Taken together, these findings highlight exosomes as central players in Alzheimer’s disease pathology propagation and position them as attractive targets for both diagnostic development and therapeutic intervention. Future research will need to refine methods for isolating disease‑specific exosomes from patient samples, validate oligomeric Aβ as a clinical biomarker, and explore strategies to safely modulate exosome production or uptake in the human brain.
Source: Elizabeth Hawkins – Springer
Publisher: Neuroscience News (summary organized by Neuroscience News).
Image Source: NeuroscienceNews.com image is in the public domain.
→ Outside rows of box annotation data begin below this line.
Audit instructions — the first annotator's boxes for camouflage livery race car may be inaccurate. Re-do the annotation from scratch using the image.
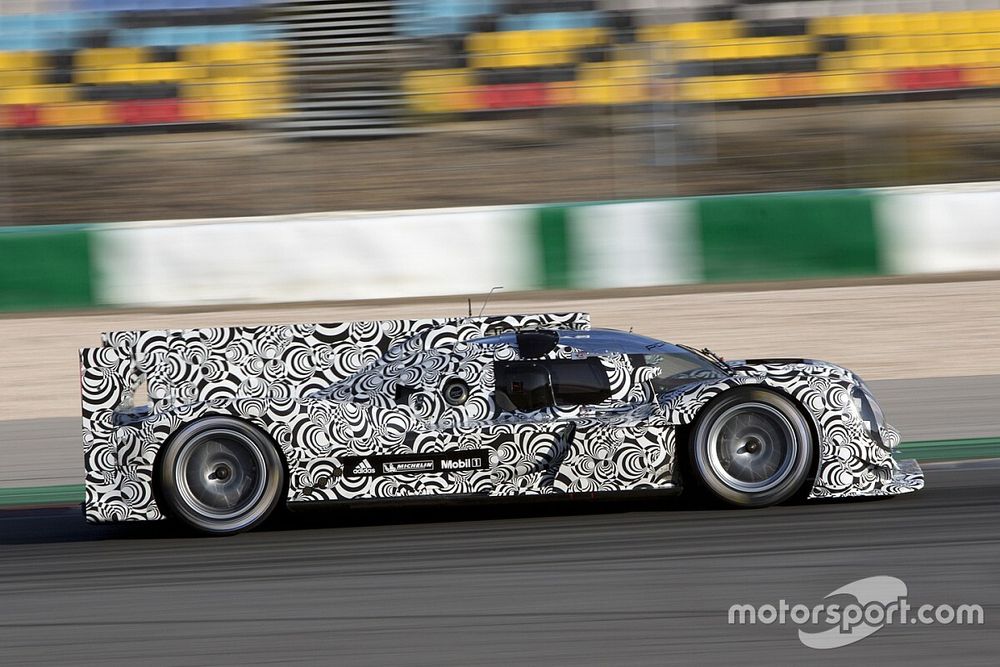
[81,313,923,534]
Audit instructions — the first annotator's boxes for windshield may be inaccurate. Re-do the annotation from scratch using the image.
[643,350,726,392]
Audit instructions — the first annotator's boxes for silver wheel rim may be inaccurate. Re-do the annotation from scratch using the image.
[707,402,799,493]
[175,430,267,521]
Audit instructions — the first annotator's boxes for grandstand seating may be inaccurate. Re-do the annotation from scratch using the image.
[0,0,287,128]
[404,0,1000,114]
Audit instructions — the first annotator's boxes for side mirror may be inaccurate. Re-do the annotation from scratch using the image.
[517,329,559,359]
[493,361,556,412]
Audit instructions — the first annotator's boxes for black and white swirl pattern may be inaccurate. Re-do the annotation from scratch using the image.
[81,314,922,522]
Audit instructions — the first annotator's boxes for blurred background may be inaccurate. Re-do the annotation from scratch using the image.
[0,0,1000,226]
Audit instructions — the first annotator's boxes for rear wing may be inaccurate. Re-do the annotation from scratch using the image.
[80,313,590,422]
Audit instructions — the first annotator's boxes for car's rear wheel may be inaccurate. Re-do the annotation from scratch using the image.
[690,388,813,507]
[159,417,284,535]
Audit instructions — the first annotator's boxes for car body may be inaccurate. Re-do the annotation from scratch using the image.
[81,313,923,534]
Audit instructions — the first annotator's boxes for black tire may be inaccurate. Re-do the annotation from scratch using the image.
[689,387,814,507]
[158,417,285,535]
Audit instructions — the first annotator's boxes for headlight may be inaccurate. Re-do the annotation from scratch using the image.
[851,383,887,449]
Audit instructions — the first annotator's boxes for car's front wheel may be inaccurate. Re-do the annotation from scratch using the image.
[159,417,284,535]
[690,388,813,507]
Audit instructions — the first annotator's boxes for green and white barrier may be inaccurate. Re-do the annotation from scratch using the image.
[0,183,1000,310]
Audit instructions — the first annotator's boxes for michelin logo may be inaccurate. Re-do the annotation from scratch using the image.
[382,461,434,475]
[441,456,483,470]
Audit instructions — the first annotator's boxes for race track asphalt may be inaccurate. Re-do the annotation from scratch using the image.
[0,461,1000,665]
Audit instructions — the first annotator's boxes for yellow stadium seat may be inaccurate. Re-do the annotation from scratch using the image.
[676,76,714,102]
[941,32,983,51]
[819,51,855,72]
[74,47,149,69]
[0,51,47,72]
[0,85,75,104]
[827,14,874,35]
[864,14,910,35]
[847,51,895,70]
[403,69,472,113]
[972,10,1000,33]
[576,61,649,104]
[903,12,941,35]
[733,37,815,58]
[0,69,44,88]
[914,51,956,67]
[938,12,979,35]
[209,42,256,62]
[670,21,743,41]
[635,24,673,42]
[881,52,920,69]
[465,32,499,69]
[40,102,114,127]
[496,30,535,67]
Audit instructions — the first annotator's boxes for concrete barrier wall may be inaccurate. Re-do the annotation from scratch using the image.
[0,183,1000,311]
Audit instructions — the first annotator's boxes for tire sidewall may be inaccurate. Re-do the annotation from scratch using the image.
[157,416,285,535]
[689,387,814,507]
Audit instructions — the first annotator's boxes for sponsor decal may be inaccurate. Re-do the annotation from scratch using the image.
[382,461,434,475]
[340,449,490,476]
[441,456,484,470]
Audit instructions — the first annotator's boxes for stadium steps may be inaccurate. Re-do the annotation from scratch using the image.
[270,0,413,138]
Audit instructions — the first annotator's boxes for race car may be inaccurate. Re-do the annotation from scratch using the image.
[80,313,923,535]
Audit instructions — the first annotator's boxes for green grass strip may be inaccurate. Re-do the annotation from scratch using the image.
[896,437,1000,461]
[0,484,83,507]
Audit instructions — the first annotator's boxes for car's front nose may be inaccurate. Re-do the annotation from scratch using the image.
[851,379,924,495]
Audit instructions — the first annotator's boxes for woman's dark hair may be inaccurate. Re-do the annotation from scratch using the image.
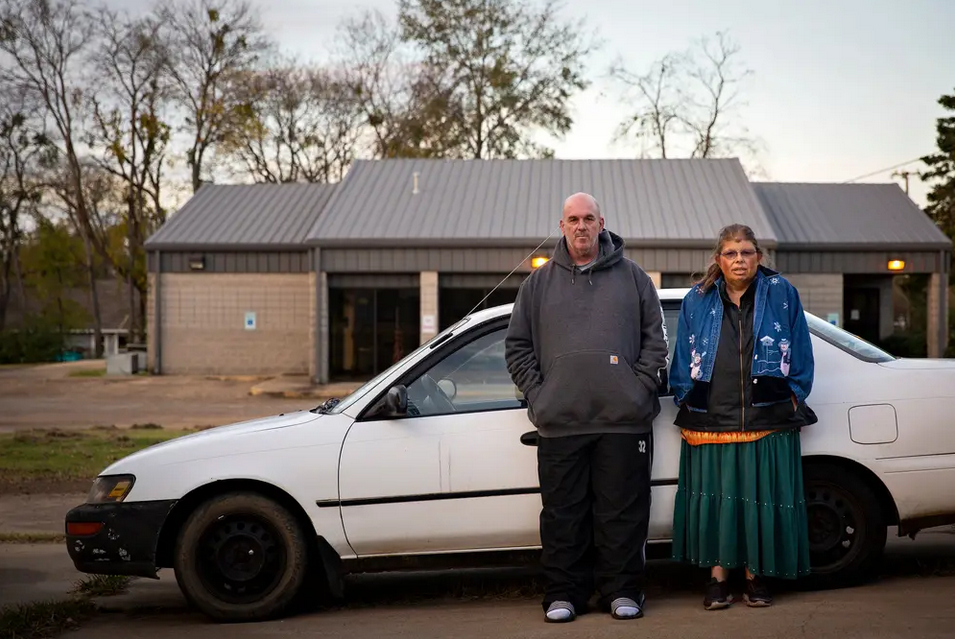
[694,224,763,293]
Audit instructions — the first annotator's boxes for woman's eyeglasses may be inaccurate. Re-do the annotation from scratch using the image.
[720,249,756,260]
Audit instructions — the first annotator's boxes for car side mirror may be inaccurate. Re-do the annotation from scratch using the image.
[385,384,408,415]
[438,379,458,399]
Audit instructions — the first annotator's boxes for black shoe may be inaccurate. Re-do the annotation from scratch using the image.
[703,577,733,610]
[743,577,773,608]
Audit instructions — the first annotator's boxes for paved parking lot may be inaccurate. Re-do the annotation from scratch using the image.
[31,531,955,639]
[0,362,955,639]
[0,361,321,432]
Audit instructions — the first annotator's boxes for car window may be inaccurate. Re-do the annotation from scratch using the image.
[806,313,895,362]
[663,302,680,370]
[408,327,522,416]
[328,317,470,415]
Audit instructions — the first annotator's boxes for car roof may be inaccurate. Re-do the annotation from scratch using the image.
[468,288,690,322]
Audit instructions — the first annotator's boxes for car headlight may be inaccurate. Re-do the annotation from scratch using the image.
[86,475,136,504]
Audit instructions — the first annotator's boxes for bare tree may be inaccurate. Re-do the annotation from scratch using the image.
[338,11,460,158]
[158,0,272,192]
[611,53,682,159]
[88,9,170,341]
[0,0,106,357]
[223,60,361,182]
[0,86,55,331]
[398,0,597,159]
[610,32,761,171]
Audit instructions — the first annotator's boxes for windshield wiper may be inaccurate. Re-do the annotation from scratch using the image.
[310,397,342,415]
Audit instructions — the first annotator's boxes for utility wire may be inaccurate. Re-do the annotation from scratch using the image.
[843,156,923,184]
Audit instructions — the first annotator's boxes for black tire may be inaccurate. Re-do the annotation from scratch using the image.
[173,492,308,622]
[804,463,887,585]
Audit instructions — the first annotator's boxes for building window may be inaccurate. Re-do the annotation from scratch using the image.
[328,288,421,380]
[660,273,698,288]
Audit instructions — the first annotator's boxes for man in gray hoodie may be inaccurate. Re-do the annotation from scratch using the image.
[505,193,668,622]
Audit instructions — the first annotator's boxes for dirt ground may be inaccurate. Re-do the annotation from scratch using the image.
[0,361,321,432]
[22,533,955,639]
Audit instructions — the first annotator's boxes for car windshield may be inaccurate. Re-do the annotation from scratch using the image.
[806,313,895,362]
[327,317,470,414]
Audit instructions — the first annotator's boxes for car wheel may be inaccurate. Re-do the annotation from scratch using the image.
[173,493,308,621]
[804,464,887,578]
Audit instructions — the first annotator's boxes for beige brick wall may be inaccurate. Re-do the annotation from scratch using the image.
[421,271,438,344]
[926,273,949,357]
[308,273,318,379]
[157,273,315,375]
[146,273,157,372]
[786,273,845,326]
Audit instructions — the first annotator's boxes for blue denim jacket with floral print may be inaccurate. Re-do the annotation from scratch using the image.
[670,266,815,405]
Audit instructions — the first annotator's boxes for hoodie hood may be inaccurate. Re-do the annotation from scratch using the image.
[553,229,624,279]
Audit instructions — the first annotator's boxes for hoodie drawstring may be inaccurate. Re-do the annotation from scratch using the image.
[570,265,594,286]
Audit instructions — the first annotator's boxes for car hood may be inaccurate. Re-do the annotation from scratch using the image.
[879,357,955,371]
[100,411,325,475]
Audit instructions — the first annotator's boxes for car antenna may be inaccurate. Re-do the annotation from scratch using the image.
[465,226,560,317]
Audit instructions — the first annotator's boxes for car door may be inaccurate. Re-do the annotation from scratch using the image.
[649,300,682,541]
[340,302,680,555]
[340,318,540,556]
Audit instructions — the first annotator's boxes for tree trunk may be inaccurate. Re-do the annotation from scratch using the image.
[0,253,15,332]
[0,262,13,333]
[13,251,27,315]
[83,231,103,359]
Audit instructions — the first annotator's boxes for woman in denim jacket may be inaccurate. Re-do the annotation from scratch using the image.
[670,224,816,610]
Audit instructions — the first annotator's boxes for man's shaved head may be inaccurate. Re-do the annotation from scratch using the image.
[560,193,604,264]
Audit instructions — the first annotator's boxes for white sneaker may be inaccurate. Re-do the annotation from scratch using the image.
[610,596,645,619]
[545,601,577,623]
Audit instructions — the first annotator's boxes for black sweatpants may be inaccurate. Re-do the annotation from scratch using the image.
[537,433,653,612]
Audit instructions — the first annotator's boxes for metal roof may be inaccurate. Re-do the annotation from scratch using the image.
[308,159,776,248]
[146,184,336,250]
[753,182,952,250]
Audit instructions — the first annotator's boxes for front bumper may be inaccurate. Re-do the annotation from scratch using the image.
[66,500,176,579]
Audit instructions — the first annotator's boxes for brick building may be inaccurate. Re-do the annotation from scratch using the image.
[147,160,952,382]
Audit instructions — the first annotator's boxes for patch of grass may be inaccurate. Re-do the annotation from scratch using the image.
[70,368,106,377]
[70,575,132,597]
[0,429,187,492]
[0,532,66,544]
[0,599,96,639]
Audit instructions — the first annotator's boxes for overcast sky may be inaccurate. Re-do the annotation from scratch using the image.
[109,0,955,204]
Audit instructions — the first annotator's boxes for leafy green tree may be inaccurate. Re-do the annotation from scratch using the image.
[920,92,955,258]
[920,86,955,357]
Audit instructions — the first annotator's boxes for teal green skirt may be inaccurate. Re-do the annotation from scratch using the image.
[673,430,810,579]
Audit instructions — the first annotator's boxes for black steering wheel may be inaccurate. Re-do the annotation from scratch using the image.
[421,373,455,413]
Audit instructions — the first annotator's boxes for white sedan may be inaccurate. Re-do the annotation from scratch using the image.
[66,290,955,621]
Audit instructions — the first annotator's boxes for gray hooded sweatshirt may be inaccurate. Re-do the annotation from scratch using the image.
[505,230,668,437]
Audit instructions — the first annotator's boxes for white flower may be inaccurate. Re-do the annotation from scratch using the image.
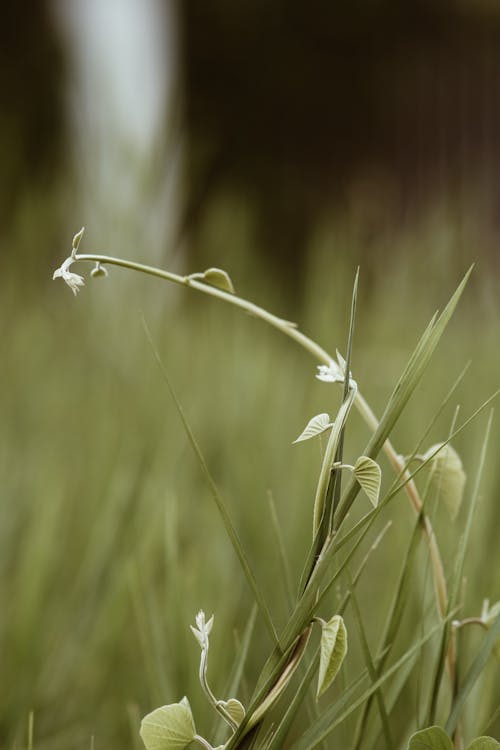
[190,610,214,649]
[52,257,85,295]
[316,359,344,383]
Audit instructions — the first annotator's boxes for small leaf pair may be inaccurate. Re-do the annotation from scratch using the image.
[187,268,234,294]
[140,697,196,750]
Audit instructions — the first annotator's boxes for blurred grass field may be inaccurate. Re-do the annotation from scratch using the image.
[0,207,500,750]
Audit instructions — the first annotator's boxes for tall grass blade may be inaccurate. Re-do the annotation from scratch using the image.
[427,411,493,726]
[347,571,394,750]
[335,267,472,528]
[291,625,454,750]
[446,615,500,734]
[142,318,279,648]
[212,603,257,747]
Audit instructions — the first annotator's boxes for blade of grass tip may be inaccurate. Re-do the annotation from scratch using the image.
[403,360,471,473]
[142,318,279,648]
[267,490,294,607]
[290,615,458,750]
[212,603,257,747]
[336,266,473,528]
[427,410,493,728]
[328,266,359,532]
[353,506,421,750]
[346,568,394,750]
[446,615,500,735]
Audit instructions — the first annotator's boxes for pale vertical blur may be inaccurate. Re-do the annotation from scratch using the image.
[53,0,181,260]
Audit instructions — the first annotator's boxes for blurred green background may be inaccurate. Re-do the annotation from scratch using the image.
[0,0,500,750]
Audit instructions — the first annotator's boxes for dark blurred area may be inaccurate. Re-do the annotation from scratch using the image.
[0,0,500,291]
[182,0,500,288]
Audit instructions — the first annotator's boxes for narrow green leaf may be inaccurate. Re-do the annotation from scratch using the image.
[293,414,332,443]
[202,268,234,294]
[266,649,319,750]
[467,737,500,750]
[354,456,382,508]
[408,727,453,750]
[336,267,472,529]
[212,602,257,745]
[316,615,347,698]
[139,697,196,750]
[291,625,450,750]
[423,443,466,520]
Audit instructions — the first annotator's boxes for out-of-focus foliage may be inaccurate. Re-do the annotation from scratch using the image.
[0,209,500,750]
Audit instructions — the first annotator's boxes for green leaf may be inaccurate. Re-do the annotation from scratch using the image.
[316,615,347,698]
[423,443,466,519]
[408,727,453,750]
[202,268,234,294]
[140,697,196,750]
[354,456,382,508]
[71,227,85,252]
[220,698,245,726]
[293,414,332,443]
[467,737,500,750]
Original Research: Open access research article titled “Alzheimer’s disease pathology propagation by exosomes containing toxic amyloid‑beta oligomers” by Maitrayee Sardar Sinha, Anna Ansell‑Schultz, Livia Civitelli, Camilla Hildesjö, Max Larsson, Lars Lannfelt, Martin Ingelsson and Martin Hallbeck in Acta Neuropathologica, published June 13, 2018.
DOI: 10.1007/s00401-018-1868-1
Abstract
Alzheimer’s disease pathology propagation by exosomes containing toxic amyloid‑beta oligomers
The progressive loss of cognitive function in Alzheimer’s disease parallels a spreading pattern of amyloid‑beta and tau pathology in the brain. Recent evidence suggests that toxic amyloid‑beta oligomers can propagate in a prion‑like manner, but the mechanisms driving this spread are not fully understood. This study demonstrates that small extracellular vesicles (exosomes) isolated from brains of Alzheimer’s disease patients carry increased levels of amyloid‑beta oligomers and can mediate neuron‑to‑neuron transfer of these toxic species in cultured neurons. Interfering with exosome biogenesis, secretion or uptake reduced both oligomer propagation and related neuronal toxicity. Collectively, these results indicate that exosomes play a central role in Alzheimer’s disease pathology and represent potential targets for new diagnostic and therapeutic approaches.